Enabling-more-agents-for-Batch-RL-and-cleanup (#258)

allowing for the last training batch drawn to be smaller than batch_size + adding support for more agents in BatchRL by adding softmax with temperature to the corresponding heads + adding a CartPole_QR_DQN preset with a golden test + cleanups
2025-12-18 11:40:18 +01:00 · 2019-03-21 16:10:29 +02:00
parent abec59f367
commit 6e08c55ad5
24 changed files with 152 additions and 69 deletions
--- a/rl_coach/agents/categorical_dqn_agent.py
+++ b/rl_coach/agents/categorical_dqn_agent.py
@@ -84,8 +84,8 @@ class CategoricalDQNAgent(ValueOptimizationAgent):
    # prediction's format is (batch,actions,atoms)
    def get_all_q_values_for_states(self, states: StateType):
        if self.exploration_policy.requires_action_values():
-            prediction = self.get_prediction(states)
-            q_values = self.distribution_prediction_to_q_values(prediction)
+            q_values = self.get_prediction(states,
+                                           outputs=self.networks['main'].online_network.output_heads[0].q_values)
        else:
            q_values = None
        return q_values
@@ -105,9 +105,9 @@ class CategoricalDQNAgent(ValueOptimizationAgent):

        # select the optimal actions for the next state
        target_actions = np.argmax(self.distribution_prediction_to_q_values(distributional_q_st_plus_1), axis=1)
-        m = np.zeros((self.ap.network_wrappers['main'].batch_size, self.z_values.size))
+        m = np.zeros((batch.size, self.z_values.size))

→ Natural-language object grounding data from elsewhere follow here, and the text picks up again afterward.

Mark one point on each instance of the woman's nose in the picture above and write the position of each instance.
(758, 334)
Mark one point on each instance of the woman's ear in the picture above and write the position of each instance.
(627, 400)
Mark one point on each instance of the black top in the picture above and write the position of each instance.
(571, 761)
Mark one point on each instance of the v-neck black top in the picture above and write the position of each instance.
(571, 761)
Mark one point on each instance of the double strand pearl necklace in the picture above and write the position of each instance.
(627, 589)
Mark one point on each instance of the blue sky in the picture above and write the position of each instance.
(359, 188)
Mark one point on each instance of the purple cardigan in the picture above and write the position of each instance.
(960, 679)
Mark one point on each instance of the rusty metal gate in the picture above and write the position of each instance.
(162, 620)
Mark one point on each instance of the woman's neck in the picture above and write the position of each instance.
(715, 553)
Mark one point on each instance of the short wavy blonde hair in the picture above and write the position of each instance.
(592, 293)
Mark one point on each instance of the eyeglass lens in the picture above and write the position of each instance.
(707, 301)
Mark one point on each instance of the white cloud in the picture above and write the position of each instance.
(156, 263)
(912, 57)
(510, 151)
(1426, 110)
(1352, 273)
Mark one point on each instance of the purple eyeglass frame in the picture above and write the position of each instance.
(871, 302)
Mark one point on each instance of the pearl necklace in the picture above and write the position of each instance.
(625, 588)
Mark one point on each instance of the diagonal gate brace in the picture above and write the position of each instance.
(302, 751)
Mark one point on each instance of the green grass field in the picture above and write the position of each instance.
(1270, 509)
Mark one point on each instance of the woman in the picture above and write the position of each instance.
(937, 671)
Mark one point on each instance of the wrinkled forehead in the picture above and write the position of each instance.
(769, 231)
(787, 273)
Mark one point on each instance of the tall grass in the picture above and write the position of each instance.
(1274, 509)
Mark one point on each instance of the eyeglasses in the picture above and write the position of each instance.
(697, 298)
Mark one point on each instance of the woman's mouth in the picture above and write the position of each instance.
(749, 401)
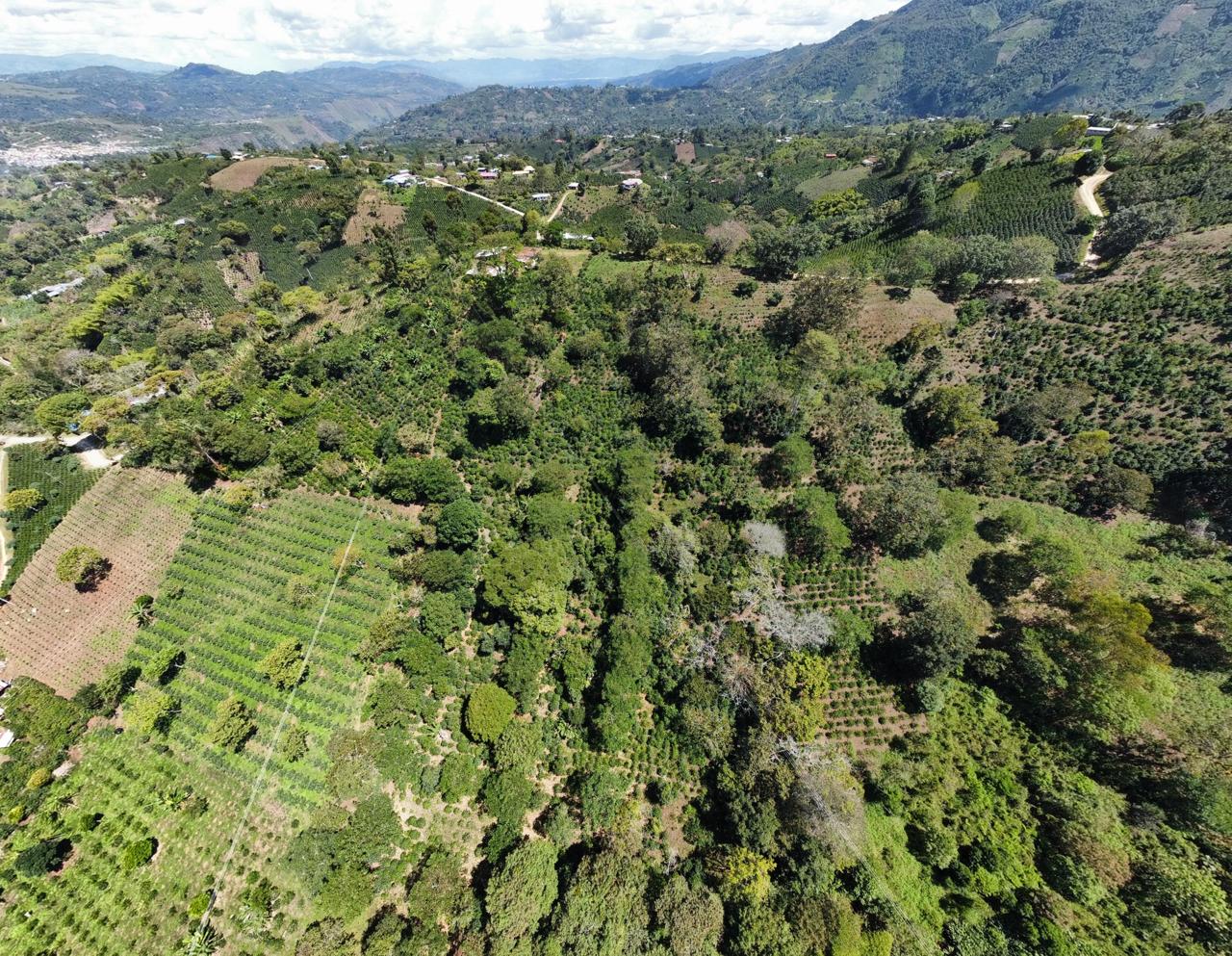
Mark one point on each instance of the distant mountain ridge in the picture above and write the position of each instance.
(929, 57)
(13, 63)
(291, 107)
(551, 71)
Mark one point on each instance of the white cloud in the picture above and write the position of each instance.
(287, 34)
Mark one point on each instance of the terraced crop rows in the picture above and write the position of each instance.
(224, 603)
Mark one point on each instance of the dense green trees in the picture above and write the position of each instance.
(488, 710)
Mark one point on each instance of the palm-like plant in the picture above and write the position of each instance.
(141, 610)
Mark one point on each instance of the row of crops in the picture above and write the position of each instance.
(60, 479)
(1017, 201)
(225, 603)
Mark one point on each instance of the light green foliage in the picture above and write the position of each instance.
(285, 664)
(22, 501)
(522, 893)
(149, 711)
(527, 582)
(137, 854)
(233, 725)
(80, 565)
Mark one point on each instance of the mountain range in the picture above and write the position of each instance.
(198, 100)
(949, 57)
(554, 71)
(928, 57)
(13, 63)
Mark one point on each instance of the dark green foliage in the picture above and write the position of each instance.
(488, 710)
(233, 725)
(43, 856)
(937, 637)
(460, 523)
(905, 515)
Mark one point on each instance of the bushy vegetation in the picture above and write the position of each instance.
(685, 591)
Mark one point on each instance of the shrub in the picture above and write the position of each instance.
(149, 711)
(488, 710)
(139, 853)
(38, 779)
(431, 480)
(23, 501)
(285, 664)
(82, 567)
(460, 523)
(788, 461)
(233, 725)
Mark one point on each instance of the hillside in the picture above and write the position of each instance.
(792, 554)
(929, 57)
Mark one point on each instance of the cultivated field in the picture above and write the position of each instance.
(373, 210)
(243, 175)
(224, 603)
(65, 637)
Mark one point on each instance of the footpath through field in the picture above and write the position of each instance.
(1087, 197)
(1087, 193)
(443, 184)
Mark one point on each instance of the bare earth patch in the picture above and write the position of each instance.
(64, 637)
(373, 210)
(101, 223)
(241, 271)
(243, 175)
(885, 320)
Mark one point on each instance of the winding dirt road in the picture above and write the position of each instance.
(1087, 193)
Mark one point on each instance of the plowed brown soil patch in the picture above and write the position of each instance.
(373, 210)
(64, 637)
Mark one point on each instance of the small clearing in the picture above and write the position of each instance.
(241, 271)
(886, 318)
(243, 175)
(64, 637)
(373, 210)
(1087, 193)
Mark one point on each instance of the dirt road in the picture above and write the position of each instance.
(559, 205)
(5, 531)
(443, 184)
(1087, 193)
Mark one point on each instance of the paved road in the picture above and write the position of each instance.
(1087, 193)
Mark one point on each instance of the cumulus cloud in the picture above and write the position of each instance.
(285, 34)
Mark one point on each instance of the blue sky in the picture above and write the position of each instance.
(251, 35)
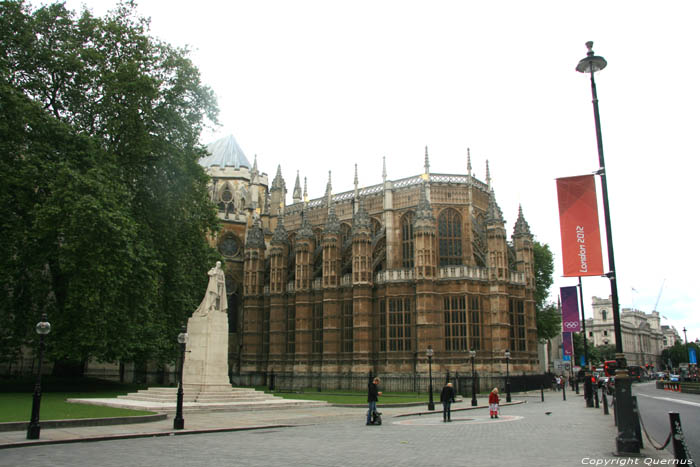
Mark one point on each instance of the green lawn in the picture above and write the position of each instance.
(17, 407)
(16, 399)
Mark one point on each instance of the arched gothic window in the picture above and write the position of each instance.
(407, 245)
(450, 237)
(345, 233)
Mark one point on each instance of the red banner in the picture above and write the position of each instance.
(580, 231)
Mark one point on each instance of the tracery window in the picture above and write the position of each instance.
(516, 310)
(317, 333)
(455, 310)
(407, 243)
(474, 322)
(381, 311)
(347, 326)
(450, 237)
(400, 323)
(291, 329)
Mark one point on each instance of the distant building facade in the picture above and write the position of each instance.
(364, 281)
(642, 335)
(670, 334)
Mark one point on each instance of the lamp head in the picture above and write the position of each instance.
(182, 337)
(43, 327)
(592, 62)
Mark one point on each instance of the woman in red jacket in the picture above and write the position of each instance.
(493, 403)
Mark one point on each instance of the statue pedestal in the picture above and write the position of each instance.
(206, 357)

-        batches = np.arange(self.ap.network_wrappers['main'].batch_size)
+        batches = np.arange(batch.size)

        # an alternative to the for loop. 3.7x perf improvement vs. the same code done with for looping.
        # only 10% speedup overall - leaving commented out as the code is not as clear.
@@ -120,7 +120,7 @@ class CategoricalDQNAgent(ValueOptimizationAgent):
        # bj_ = (tzj_ - self.z_values[0]) / (self.z_values[1] - self.z_values[0])
        # u_ = (np.ceil(bj_)).astype(int)
        # l_ = (np.floor(bj_)).astype(int)
-        # m_ = np.zeros((self.ap.network_wrappers['main'].batch_size, self.z_values.size))
+        # m_ = np.zeros((batch.size, self.z_values.size))
        # np.add.at(m_, [batches, l_],
        #           np.transpose(distributional_q_st_plus_1[batches, target_actions], (1, 0)) * (u_ - bj_))
        # np.add.at(m_, [batches, u_],